- Classification: Protestant
- Theology: Congregationalist (Reformed)
- Associations: World Communion of Reformed Churches
- Region: South Africa, Mozambique, Botswana, Zimbabwe, Namibia
- Headquarters: 10, 7th Avenue, Edenvale, Johannesburg, South Africa.
- Congregations: 400
- Members: ~1 000 000+
- Official website: www.uccsadenomination.org.za

= United Congregational Church of Southern Africa =

Christian denomination

The United Congregational Church of Southern Africa (UCCSA) is a prominent Christian denomination established in 1967, following the unification of various congregational movements within Southern Africa. Its origins can be traced back to the missionary work of the London Missionary Society in the Cape Colony in 1799. The UCCSA plays a significant role in the religious landscape of Southern Africa, with a membership of approximately 1 000 000. It maintains a notable presence in countries such as South Africa, Mozambique, Botswana, Zimbabwe, and Namibia. The UCCSA is recognized for its contributions to education and social justice in the region.

== History ==
The UCCSA has its roots in the early missionary efforts of the London Missionary Society (LMS). The LMS initiated its work in the Cape Colony in 1799, led by missionaries like Dr. Theodorus van der Kemp. The first Congregational church in Cape Town was established by them in 1801. Notable LMS missionaries, including David Livingstone, extended their evangelical efforts among the Tswana and Amandbele peoples.

Post-1820, English and Welsh settlers formed their own congregational congregations. Further expansion occurred with the arrival of missionaries from the American Board of Commissioners for Foreign Missions in 1830 in KwaZulu-Natal. The congregations formed by white settlers eventually led to the creation of the Congregational Union of South Africa. These various missionary and congregational movements culminated in the unification of the three bodies to form the United Congregational Church of Southern Africa in 1967.

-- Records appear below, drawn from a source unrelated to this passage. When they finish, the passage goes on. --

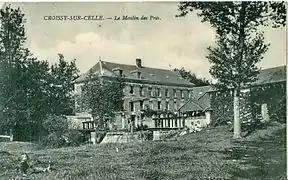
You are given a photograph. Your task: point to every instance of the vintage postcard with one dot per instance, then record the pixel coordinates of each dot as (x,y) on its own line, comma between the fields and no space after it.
(143,90)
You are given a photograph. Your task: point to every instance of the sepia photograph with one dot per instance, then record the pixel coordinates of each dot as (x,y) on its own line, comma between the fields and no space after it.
(143,90)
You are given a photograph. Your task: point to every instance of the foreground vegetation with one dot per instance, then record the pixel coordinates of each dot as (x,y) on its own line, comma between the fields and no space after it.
(210,154)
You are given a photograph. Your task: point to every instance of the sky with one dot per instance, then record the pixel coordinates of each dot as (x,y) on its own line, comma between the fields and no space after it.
(167,43)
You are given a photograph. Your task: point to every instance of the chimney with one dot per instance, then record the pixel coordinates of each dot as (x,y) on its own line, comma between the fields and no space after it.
(138,62)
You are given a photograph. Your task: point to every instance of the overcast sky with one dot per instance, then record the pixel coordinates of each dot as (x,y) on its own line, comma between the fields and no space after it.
(175,41)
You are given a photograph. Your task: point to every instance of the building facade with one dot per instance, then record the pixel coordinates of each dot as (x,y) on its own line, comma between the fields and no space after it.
(158,89)
(262,100)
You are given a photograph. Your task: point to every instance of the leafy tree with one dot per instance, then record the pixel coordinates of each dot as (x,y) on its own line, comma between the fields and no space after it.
(104,98)
(239,44)
(63,75)
(191,77)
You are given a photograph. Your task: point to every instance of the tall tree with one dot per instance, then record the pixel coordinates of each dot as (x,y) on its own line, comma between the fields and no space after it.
(63,75)
(13,59)
(239,43)
(191,77)
(104,98)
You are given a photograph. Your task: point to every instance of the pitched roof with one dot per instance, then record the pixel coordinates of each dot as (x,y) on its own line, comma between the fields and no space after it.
(147,73)
(271,75)
(200,101)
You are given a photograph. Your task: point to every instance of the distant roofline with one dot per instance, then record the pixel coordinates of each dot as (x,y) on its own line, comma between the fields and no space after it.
(138,67)
(144,81)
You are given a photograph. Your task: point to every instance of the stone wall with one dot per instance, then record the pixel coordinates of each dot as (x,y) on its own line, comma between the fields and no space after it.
(222,107)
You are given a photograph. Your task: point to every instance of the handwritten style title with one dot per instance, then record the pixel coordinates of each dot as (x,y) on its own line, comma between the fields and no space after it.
(100,18)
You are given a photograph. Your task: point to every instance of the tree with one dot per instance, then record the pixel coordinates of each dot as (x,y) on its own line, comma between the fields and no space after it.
(239,44)
(27,86)
(13,61)
(63,75)
(191,77)
(103,98)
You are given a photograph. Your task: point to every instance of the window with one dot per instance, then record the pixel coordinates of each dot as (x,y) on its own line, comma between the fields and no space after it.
(150,91)
(139,75)
(131,89)
(141,91)
(120,73)
(182,93)
(158,92)
(174,92)
(167,105)
(142,104)
(151,104)
(159,104)
(166,93)
(132,106)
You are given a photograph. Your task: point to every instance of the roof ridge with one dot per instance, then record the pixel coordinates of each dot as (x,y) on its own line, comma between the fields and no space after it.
(136,66)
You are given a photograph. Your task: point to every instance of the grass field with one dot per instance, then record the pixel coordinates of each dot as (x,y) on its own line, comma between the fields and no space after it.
(209,154)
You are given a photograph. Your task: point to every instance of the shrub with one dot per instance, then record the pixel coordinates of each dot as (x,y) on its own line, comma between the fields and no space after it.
(145,135)
(58,134)
(55,124)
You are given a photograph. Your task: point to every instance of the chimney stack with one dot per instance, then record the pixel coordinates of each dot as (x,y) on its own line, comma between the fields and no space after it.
(138,62)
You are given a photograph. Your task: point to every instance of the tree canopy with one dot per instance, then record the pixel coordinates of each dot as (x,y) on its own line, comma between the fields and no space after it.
(27,85)
(239,43)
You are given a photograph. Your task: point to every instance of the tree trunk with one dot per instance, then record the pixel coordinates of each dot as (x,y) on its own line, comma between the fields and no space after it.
(237,122)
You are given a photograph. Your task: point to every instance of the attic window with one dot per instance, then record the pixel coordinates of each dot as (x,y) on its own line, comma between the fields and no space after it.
(118,71)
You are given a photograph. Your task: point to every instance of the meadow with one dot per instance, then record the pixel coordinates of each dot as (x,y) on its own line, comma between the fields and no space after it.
(209,154)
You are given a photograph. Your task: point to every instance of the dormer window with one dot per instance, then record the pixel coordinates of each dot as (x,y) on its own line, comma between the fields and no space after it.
(131,89)
(137,73)
(182,93)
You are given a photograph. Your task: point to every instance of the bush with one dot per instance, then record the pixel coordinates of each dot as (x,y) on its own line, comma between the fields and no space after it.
(58,134)
(53,140)
(55,124)
(75,138)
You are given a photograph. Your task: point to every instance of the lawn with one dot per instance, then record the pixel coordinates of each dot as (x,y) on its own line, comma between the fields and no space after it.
(209,154)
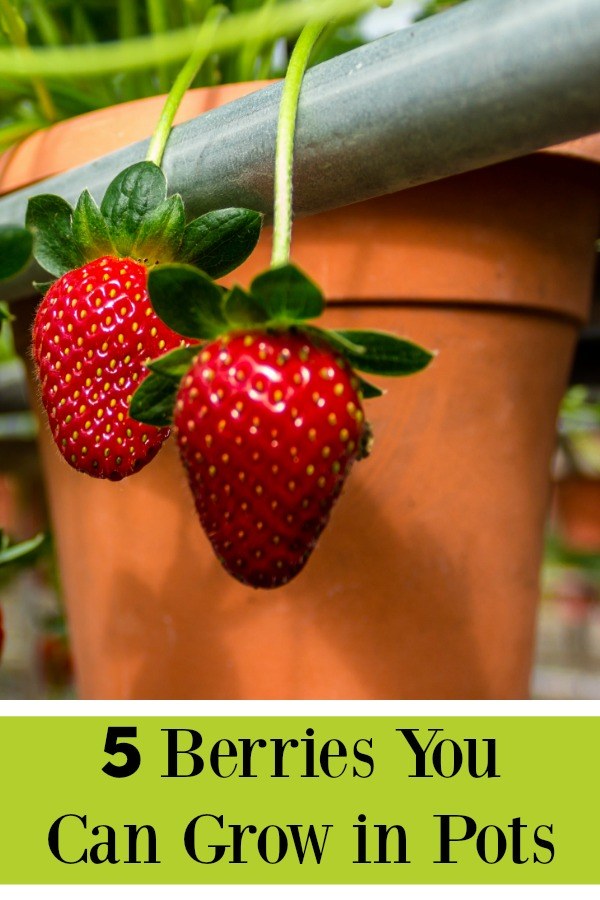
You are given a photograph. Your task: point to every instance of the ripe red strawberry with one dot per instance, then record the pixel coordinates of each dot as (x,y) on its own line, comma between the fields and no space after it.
(268,425)
(95,328)
(93,332)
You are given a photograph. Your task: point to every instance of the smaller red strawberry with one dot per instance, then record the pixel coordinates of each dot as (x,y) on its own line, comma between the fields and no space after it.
(268,425)
(268,414)
(93,332)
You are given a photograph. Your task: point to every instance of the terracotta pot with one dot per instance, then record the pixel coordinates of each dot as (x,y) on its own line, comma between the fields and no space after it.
(577,512)
(425,584)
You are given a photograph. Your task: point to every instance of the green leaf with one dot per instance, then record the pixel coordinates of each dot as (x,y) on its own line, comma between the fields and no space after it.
(241,309)
(129,198)
(368,390)
(287,294)
(42,286)
(154,400)
(336,340)
(49,218)
(15,250)
(23,552)
(175,364)
(385,354)
(90,229)
(187,300)
(220,241)
(161,232)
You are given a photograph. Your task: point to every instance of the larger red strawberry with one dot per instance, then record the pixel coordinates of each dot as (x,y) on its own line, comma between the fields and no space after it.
(93,332)
(268,414)
(95,327)
(268,426)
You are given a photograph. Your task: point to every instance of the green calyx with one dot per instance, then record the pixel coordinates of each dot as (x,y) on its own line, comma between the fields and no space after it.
(15,250)
(281,298)
(137,219)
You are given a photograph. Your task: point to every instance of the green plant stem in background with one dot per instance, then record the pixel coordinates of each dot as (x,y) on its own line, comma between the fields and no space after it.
(159,24)
(284,154)
(16,131)
(17,33)
(181,84)
(286,20)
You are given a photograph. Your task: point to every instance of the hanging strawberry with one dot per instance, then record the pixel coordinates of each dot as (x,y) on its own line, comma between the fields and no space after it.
(268,410)
(95,327)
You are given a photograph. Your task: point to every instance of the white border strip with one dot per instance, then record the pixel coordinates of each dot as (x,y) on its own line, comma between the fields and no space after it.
(113,708)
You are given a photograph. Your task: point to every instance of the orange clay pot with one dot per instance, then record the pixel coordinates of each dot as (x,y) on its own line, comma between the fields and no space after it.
(425,584)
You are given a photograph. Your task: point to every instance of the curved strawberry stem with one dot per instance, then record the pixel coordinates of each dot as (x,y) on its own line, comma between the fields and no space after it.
(182,83)
(284,150)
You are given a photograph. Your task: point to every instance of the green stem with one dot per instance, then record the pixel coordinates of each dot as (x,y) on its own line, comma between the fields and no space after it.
(284,150)
(17,33)
(181,84)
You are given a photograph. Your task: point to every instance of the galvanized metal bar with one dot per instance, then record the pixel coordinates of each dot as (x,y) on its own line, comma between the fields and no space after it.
(483,82)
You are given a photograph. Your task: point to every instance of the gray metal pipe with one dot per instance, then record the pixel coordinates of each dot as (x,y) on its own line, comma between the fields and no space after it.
(483,82)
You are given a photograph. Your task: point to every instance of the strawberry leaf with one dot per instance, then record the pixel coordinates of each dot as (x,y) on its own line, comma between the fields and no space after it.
(287,294)
(384,354)
(154,400)
(336,340)
(220,241)
(187,300)
(241,309)
(176,363)
(15,250)
(23,552)
(129,198)
(90,230)
(161,232)
(49,218)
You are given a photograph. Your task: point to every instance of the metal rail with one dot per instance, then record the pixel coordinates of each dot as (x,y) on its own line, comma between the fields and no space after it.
(483,82)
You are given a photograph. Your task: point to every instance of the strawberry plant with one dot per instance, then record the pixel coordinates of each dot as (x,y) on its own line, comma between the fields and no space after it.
(95,327)
(267,407)
(136,337)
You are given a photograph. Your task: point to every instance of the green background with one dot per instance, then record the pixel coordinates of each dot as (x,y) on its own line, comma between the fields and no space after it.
(548,769)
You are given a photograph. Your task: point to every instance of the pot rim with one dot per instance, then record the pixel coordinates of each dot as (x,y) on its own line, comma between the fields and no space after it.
(44,151)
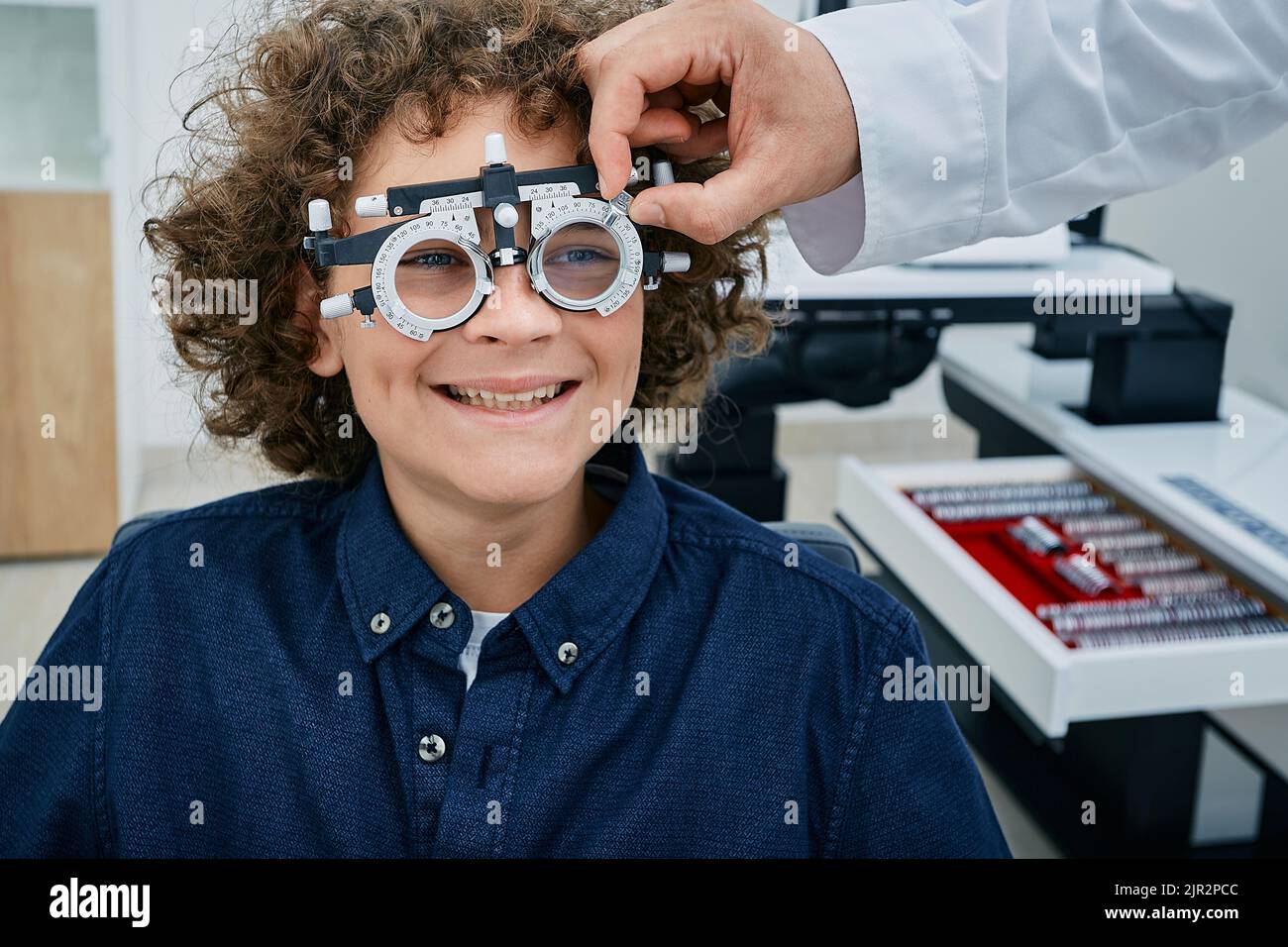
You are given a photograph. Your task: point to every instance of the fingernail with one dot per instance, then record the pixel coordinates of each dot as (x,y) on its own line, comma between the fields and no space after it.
(648,214)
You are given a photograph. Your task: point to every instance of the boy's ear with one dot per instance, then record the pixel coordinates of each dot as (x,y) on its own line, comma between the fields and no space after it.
(308,316)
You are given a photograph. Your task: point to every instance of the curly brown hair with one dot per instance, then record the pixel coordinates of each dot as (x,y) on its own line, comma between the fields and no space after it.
(282,112)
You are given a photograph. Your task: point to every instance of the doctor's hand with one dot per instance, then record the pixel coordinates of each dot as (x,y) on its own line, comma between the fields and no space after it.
(789,124)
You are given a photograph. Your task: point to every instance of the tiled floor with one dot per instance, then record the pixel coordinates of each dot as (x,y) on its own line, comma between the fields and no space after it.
(34,595)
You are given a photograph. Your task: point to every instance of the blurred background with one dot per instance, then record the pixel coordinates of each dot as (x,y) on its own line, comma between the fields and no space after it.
(90,90)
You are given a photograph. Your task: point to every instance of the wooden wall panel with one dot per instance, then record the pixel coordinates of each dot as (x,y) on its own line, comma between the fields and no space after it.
(56,493)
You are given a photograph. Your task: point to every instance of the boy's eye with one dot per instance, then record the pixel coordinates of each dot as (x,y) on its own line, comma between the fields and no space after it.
(430,258)
(584,256)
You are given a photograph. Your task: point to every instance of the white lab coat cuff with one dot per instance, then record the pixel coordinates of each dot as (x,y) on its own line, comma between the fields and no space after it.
(921,140)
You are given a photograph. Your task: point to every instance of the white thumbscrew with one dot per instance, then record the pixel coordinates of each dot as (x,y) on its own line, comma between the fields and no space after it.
(335,307)
(374,205)
(493,149)
(505,214)
(320,215)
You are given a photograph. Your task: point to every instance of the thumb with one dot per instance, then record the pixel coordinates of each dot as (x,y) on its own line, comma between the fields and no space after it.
(708,211)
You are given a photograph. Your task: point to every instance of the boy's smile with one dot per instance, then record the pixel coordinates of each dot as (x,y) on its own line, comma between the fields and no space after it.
(500,408)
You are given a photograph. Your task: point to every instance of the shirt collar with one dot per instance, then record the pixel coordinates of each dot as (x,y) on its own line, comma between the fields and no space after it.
(584,604)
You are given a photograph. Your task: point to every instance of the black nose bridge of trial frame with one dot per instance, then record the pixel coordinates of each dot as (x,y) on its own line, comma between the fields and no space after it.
(497,183)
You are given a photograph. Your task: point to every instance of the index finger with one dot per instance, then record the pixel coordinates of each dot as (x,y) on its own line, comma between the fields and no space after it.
(625,76)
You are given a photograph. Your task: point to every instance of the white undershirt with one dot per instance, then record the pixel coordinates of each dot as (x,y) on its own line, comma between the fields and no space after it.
(469,659)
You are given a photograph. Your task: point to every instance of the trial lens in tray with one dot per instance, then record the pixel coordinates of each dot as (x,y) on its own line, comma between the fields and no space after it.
(1098,575)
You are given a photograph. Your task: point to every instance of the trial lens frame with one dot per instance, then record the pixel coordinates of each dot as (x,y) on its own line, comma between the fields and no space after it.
(445,210)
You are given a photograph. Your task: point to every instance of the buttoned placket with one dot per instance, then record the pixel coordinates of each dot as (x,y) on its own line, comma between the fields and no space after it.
(459,750)
(456,746)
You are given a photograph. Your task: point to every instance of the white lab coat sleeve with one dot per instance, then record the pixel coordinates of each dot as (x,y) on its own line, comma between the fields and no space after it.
(1006,118)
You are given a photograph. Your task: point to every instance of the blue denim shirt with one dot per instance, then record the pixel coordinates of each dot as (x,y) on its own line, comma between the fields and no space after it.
(721,701)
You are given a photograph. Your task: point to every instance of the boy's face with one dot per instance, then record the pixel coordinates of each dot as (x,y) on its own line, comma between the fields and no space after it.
(515,343)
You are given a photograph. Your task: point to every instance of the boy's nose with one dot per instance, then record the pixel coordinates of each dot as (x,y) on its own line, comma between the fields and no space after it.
(514,312)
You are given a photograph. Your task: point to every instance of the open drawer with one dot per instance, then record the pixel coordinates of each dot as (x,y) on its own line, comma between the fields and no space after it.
(1052,684)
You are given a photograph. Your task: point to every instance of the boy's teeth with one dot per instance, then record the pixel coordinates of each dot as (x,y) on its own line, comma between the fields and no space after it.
(509,401)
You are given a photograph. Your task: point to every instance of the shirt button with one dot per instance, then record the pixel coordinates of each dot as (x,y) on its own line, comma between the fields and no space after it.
(432,748)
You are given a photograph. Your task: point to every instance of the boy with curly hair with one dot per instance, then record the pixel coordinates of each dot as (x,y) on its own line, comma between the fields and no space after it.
(473,629)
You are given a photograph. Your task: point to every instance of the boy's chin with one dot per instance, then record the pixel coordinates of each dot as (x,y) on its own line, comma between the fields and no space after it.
(515,480)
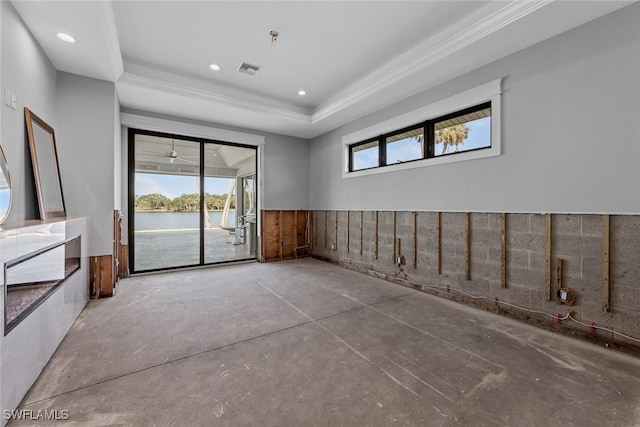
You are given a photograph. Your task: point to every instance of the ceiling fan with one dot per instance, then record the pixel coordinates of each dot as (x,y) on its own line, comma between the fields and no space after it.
(171,155)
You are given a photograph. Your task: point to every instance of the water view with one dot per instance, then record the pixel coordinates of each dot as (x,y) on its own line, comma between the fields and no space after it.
(178,220)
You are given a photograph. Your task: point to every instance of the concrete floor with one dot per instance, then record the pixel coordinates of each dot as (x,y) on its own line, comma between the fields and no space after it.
(306,343)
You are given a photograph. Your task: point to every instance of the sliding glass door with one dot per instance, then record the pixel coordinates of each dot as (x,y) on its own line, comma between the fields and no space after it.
(192,202)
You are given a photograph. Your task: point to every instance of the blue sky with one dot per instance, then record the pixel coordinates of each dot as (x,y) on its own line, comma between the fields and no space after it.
(172,186)
(409,149)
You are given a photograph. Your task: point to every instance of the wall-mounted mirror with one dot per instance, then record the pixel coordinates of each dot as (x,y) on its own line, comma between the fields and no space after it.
(5,187)
(42,144)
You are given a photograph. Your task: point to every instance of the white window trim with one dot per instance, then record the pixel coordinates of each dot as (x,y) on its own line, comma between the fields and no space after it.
(487,92)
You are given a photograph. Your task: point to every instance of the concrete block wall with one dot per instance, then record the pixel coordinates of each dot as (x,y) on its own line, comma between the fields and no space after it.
(576,239)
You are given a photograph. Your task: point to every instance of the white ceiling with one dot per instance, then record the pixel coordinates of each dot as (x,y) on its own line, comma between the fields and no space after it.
(351,57)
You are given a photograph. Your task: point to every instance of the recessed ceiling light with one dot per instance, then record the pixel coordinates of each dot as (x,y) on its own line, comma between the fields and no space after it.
(66,38)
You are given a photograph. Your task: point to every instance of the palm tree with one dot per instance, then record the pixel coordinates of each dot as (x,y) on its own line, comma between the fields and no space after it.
(452,135)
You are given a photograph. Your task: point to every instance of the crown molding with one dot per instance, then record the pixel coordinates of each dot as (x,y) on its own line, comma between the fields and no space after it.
(228,101)
(105,11)
(426,54)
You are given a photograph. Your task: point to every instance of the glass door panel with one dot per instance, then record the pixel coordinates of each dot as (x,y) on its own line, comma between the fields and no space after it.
(225,234)
(166,217)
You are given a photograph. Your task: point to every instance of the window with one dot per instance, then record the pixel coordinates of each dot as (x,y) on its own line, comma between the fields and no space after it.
(405,146)
(365,155)
(464,126)
(465,130)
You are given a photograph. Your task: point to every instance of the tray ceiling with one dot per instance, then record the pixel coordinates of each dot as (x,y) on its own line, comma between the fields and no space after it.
(351,58)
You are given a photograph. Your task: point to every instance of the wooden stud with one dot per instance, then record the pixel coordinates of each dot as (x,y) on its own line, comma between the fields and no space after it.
(311,230)
(361,225)
(280,238)
(394,237)
(335,240)
(467,238)
(295,236)
(376,240)
(547,257)
(262,243)
(558,275)
(348,231)
(606,305)
(503,251)
(439,241)
(415,240)
(326,226)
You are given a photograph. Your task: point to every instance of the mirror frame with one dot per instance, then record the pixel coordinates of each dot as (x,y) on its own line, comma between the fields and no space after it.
(46,212)
(5,170)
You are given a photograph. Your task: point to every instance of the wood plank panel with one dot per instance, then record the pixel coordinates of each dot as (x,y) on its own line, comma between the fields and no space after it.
(289,234)
(270,235)
(102,277)
(123,270)
(303,243)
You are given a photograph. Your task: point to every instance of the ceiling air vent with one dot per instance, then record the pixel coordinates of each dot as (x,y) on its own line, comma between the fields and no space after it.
(250,69)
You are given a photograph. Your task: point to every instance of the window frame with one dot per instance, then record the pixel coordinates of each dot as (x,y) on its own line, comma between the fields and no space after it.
(358,144)
(383,141)
(475,99)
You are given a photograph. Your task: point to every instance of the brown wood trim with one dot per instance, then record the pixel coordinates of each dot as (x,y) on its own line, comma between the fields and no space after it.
(467,238)
(348,231)
(361,226)
(606,289)
(376,238)
(439,241)
(547,257)
(503,250)
(102,278)
(415,239)
(395,255)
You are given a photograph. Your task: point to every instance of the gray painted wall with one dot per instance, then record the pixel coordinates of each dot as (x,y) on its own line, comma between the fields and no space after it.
(86,149)
(28,73)
(570,135)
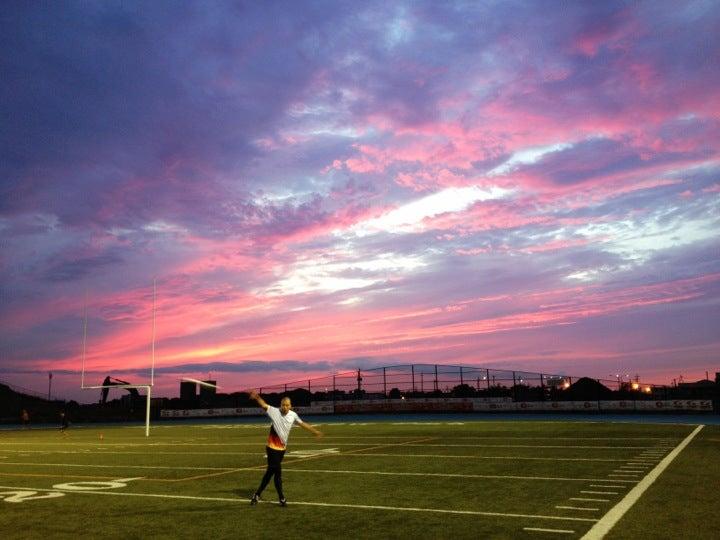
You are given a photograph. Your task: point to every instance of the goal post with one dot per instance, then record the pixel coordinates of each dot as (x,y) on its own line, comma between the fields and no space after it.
(146,387)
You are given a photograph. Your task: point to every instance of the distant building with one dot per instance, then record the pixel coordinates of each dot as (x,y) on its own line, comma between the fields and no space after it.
(207,392)
(188,390)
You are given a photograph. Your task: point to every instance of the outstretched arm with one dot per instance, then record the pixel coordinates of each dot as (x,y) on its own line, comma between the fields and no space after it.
(260,401)
(311,429)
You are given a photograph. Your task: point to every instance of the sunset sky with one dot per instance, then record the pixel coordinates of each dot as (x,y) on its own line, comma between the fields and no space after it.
(325,186)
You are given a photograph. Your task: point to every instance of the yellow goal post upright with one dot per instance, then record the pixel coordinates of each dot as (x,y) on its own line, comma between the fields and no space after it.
(146,387)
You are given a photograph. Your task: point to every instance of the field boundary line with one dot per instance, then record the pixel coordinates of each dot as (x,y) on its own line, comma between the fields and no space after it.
(608,521)
(469,456)
(452,475)
(308,503)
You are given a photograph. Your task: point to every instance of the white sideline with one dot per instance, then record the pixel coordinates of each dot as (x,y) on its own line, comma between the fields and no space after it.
(305,503)
(608,521)
(434,456)
(451,475)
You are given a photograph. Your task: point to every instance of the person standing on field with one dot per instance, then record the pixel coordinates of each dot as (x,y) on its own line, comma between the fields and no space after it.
(283,419)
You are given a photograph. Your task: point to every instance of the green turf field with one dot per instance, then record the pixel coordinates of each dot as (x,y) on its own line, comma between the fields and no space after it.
(384,479)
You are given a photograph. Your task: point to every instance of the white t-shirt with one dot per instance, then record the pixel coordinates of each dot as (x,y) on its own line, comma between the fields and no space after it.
(281,426)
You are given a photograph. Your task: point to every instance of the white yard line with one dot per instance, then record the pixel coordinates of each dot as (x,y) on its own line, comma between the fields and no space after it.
(608,521)
(120,466)
(450,475)
(469,456)
(433,456)
(306,503)
(303,443)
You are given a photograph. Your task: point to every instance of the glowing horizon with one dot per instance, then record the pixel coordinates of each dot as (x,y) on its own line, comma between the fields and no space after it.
(318,187)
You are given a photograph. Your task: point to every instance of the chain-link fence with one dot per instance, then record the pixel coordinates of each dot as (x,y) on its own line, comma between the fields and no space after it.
(418,380)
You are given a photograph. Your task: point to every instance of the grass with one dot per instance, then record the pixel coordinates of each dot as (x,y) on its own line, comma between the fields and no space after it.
(383,479)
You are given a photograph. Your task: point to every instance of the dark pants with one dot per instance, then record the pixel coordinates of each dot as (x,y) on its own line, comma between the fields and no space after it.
(274,470)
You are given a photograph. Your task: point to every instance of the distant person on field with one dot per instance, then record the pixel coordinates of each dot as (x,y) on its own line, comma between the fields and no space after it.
(283,420)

== Membership and influence==
The UCCSA boasts a significant membership, with over 1 000 000+ members across 1000 local congregations as of 2024. This denomination is also a member of the World Communion of Reformed Churches.

== Regional influence ==
===Mozambique===
In Mozambique, the UCCSA operates under the Portuguese name Igreja Congregacional Unida do Africa do Sul, with the central office located in Maputo. The Mozambique Synod traces its origins back to the first evangelist, Rev. Edwin Richards, sent in 1880 by the American Board of Commissioners for Foreign Missions. Despite a period of transition where Richards and many members joined the Methodist church, a portion retained their congregational heritage. Currently, the church in Mozambique has 13,400 members in 27 congregations, primarily located in Inhambane, Gaza Province, and Maputo. The official languages used are Portuguese, Xitxe, Tsonga, and Tyopi.

===Botswana===
In Botswana, the UCCSA has 51 congregations and over 20,300 members. The denomination is a member of the Botswana Council of Churches.

===Zimbabwe===
The UCCSA in Zimbabwe operates several schools and, as of 1995, had 160 congregations..

===Namibia===
The Namibia Regional Council of the UCCSA, formed in 1982, consists of 3,000 members across 7 congregations located in Duineveld, Rehoboth, Karlfeld, Windhoek, Luderitz, Walvis Bay, Swakopmund, Grootfrontein. The establishment of these congregations dates back to 1933 when congregational people began moving to Namibia.